My Journey So Far
A few years ago, I reached a place in life that broke me wide open. Up until then, I thought healing meant becoming some perfect version of myself — peaceful, put together, certain. Like one day I’d arrive at a polished version of wholeness.
What I’ve learned instead is that healing isn’t polished.
If you’re doing it honestly, it’s messy. All-encompassing. Uncomfortable. And real.
In my late 30s, I was diagnosed with a neuro-spicy mixture of Autism, ADHD, and C-PTSD — and suddenly, the world began to make sense in an entirely new way. I clung tightly to understanding it all. I dove into knowledge, into language, into answers… until eventually, I realized that understanding was only part of it.
EMDR became a space where things could finally be processed, not just explained. And somewhere in the middle of that — between grief and release, between unmasking and letting go of versions of myself that no longer served me — I started painting.
Watching color move and bleed into itself became a kind of breath. A quiet way of staying present. A way of sitting with what was hard without needing words to hold it all.
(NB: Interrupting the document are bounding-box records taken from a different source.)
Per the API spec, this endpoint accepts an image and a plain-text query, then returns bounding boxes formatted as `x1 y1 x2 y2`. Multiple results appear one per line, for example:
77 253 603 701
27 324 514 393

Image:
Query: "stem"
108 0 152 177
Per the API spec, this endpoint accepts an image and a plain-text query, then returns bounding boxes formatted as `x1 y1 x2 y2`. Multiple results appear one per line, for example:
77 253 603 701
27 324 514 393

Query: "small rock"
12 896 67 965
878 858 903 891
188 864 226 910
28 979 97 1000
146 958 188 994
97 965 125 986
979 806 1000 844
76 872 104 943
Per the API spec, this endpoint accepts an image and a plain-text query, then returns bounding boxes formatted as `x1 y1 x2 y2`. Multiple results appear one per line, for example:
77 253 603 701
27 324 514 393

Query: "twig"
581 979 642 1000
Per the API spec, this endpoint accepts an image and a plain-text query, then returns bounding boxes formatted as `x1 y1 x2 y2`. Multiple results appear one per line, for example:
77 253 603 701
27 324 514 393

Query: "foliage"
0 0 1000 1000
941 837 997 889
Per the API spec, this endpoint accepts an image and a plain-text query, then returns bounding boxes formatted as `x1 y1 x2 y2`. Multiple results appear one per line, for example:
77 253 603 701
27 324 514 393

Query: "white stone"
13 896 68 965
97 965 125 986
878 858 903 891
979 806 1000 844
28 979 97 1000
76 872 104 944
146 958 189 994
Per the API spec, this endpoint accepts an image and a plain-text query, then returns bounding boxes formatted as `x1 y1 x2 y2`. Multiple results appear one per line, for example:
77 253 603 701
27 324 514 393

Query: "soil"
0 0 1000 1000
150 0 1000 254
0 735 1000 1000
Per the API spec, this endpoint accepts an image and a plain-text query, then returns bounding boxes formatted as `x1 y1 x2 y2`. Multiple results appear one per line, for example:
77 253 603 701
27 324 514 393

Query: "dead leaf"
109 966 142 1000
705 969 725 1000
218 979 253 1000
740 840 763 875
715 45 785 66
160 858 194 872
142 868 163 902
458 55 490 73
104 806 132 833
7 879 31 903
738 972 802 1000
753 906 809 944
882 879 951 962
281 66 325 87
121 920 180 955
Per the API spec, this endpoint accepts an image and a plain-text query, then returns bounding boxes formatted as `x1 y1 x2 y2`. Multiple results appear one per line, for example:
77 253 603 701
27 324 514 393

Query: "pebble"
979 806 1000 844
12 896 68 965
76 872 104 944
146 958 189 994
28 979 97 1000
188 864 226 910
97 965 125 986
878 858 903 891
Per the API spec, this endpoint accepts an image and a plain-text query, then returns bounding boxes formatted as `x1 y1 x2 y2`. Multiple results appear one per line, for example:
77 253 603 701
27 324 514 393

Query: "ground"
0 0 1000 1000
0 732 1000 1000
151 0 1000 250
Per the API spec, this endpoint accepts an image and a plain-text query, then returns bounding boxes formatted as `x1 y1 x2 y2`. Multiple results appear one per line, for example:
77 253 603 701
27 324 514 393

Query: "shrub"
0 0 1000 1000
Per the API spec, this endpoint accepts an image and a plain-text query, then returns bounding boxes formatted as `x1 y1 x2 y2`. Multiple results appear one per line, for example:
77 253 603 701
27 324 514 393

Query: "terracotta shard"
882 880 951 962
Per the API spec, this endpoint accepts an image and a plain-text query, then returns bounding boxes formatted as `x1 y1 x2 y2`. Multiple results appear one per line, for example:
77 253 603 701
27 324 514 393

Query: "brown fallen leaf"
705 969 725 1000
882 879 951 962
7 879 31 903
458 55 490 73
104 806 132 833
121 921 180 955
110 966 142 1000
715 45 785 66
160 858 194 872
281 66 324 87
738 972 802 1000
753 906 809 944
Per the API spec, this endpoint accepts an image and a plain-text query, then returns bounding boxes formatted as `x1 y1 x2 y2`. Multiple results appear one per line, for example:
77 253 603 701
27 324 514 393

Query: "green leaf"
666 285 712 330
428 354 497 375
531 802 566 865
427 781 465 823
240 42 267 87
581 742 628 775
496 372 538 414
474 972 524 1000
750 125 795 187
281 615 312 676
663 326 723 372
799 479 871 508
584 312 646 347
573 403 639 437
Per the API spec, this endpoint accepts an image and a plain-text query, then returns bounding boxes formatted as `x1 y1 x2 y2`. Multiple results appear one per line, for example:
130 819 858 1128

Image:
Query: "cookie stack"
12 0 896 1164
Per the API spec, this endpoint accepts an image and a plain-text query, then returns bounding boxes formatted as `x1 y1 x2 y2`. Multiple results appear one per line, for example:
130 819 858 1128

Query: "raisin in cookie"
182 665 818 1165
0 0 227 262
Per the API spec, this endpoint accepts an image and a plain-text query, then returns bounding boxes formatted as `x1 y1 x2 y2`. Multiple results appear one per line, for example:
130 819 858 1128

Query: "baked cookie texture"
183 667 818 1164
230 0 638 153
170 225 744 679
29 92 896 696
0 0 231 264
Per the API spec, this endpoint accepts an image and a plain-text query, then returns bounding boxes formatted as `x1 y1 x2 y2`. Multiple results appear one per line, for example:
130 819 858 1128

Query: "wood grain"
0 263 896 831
That space was (and still is) messy. Complicated. Sometimes too much.
But it’s also where I can meet myself, time and time again.
Painting became my anchor. It helped me breathe a little easier. It let me be still long enough to find a kind of peace that language couldn’t offer.
Today, creating isn’t just what I do — it’s how I move through the world. My livelyhood is in photography (TheMittenTog.com), but have always had a lovely affair with paints from time to time. My work is rooted in contrast: harshness softened by fading color, sharp edges melted down through patient layering. Proof that tenderness and intensity can exist in the same frame.
Thank you for stepping into this calm, colorful corner of mine.